Para satpam ini merupakan karyawan outsourcing dari PT HBM. Salah satu satpam, HN, mengaku sudah cukup sabar menghadapi situasi ini. Namun, ia merasa ini sudah keterlaluan karena perusahaan tidak pernah mengajak rapat atau menyetujui perlakuan penerapan di lapangan.
“Kami tidak pernah tahu, jangankan diajak rapat,” kata HN, yang enggan namanya disebutkan.
Menjelang bulan Ramadan, dengan harga kebutuhan pokok yang semakin meningkat, situasi ini semakin memberatkan ekonomi mereka.
“Selama ini kami menghutang dengan rentenir, dengan bunga yang tidak sedikit. Bila tidak, siapa yang menanggung pengeluaran keluarga di rumah? Sedih juga begini,” timpal satpam lainnya.
HN mengaku cukup sabar, meski gaji yang mereka terima jauh di bawah standar, yaitu Rp2 juta, meskipun UMK Lampung Utara mencapai Rp2,7 juta.
“Ini dapat kabar mau ada pemotongan gaji lagi, sebesar Rp600 ribu. Jadi tinggal Rp1,4 juta. Nah, ini sudah dua bulan tidak ada kabar. Mau gimana lagi nasib kami ini,” ujarnya.
Ia mengatakan, bila pihak perusahaan tidak sanggup lagi menggaji, mereka lebih baik dikembalikan ke rumah sakit. Hal ini untuk memastikan nasib karyawan selama ini di bawah naungan perusahaan PT HBM Bandar Lampung itu.
Perusahaan Terkendala Pembayaran
Manajer Operasional PT Hulu Balang Mandiri Bandar Lampung, Dede, tidak menampik persoalan itu. Dia menjelaskan bahwa perusahaannya terkendala masalah pembayaran dengan pihak rumah sakit daerah.
Pertama, selama 6 bulan tidak membayarkannya kompensasi kerja sama sesuai kesepakatan. Selama ini, ia mengaku mencari talangan untuk menutupi hal tersebut.
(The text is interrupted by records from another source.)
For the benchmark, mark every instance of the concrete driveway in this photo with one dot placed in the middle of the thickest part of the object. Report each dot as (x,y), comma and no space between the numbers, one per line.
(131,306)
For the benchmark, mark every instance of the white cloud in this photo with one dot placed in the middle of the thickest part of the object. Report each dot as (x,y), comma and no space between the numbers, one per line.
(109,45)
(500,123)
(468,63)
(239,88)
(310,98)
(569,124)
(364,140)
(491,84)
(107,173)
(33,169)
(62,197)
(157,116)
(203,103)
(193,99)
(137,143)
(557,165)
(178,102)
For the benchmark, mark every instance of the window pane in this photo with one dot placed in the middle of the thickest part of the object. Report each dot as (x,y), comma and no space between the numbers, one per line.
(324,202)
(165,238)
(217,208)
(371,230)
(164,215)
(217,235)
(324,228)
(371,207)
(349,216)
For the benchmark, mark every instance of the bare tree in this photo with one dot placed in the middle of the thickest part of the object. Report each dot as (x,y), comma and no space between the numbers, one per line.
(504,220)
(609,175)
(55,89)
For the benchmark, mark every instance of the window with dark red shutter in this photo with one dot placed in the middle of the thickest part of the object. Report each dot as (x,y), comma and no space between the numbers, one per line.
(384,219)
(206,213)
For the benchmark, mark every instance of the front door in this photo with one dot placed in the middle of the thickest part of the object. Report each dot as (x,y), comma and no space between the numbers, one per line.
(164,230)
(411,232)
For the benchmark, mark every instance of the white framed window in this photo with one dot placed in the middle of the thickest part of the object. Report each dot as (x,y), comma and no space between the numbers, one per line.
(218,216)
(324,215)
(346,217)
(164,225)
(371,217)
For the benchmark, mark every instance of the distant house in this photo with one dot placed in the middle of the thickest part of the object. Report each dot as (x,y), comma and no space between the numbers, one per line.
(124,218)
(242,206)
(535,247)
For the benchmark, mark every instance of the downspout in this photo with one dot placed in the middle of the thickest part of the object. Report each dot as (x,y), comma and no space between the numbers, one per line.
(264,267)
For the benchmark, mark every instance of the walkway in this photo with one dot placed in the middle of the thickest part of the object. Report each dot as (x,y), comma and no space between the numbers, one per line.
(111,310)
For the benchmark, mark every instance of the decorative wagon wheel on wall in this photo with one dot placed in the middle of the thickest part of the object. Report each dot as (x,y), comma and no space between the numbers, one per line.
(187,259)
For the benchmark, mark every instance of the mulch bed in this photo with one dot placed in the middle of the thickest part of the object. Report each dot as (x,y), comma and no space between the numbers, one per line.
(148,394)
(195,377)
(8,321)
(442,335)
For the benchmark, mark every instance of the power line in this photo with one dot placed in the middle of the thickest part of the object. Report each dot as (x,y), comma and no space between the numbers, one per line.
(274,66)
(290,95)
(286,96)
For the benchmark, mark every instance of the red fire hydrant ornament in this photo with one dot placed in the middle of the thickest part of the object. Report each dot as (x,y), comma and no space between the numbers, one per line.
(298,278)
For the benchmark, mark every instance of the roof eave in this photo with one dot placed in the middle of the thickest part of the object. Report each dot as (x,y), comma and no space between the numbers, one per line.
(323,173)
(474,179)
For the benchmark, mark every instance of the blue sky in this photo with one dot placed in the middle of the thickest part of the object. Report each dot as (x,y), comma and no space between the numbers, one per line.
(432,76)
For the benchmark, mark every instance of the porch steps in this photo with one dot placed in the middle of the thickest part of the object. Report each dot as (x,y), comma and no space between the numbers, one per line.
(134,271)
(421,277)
“Kalau untuk gaji, itu sesuai kesepakatan dengan seluruh karyawan. Satpam maupun OB, awalnya 10 penjaga keamanan harus berkurang menjadi 7. Namun saat ini masih bertahan 10 orang, jadi sesuai kesepakatan gajinya juga berkurang,” kata dia melalui sambungan WhatsApp-nya, Jumat, 8 Maret 2024.
Dinas Tenaga Kerja
Dede juga menjelaskan bahwa staf OB diperbantukan di areal parkir akibat terkendala masalah keuangan, khususnya pemasukan, hingga melakukan hal tersebut. Dia menegaskan bahwa hal itu telah sesuai mekanisme dan mengkoordinasikan dengan dinas tenaga kerja atau pihak terkait lain di Bandar Lampung.
“Karena kita di Bandar Lampung, koordinasi dengan instansi terkait. Dan itu telah kami lakukan, karena pendapatan kurang memadai maka kami ambil kebijaksanaan tersebut,” terangnya.
Meskipun pihak perusahaan menganggapnya berat, mereka terpaksa menerapkan kebijakan ini akibat kondisi pemasukan perusahaan.
“Kalau dikatakan benar, itu tidak juga. Namun kondisinya tidak memungkinkan, dan ini kesepakatan bersama,” kata Dede.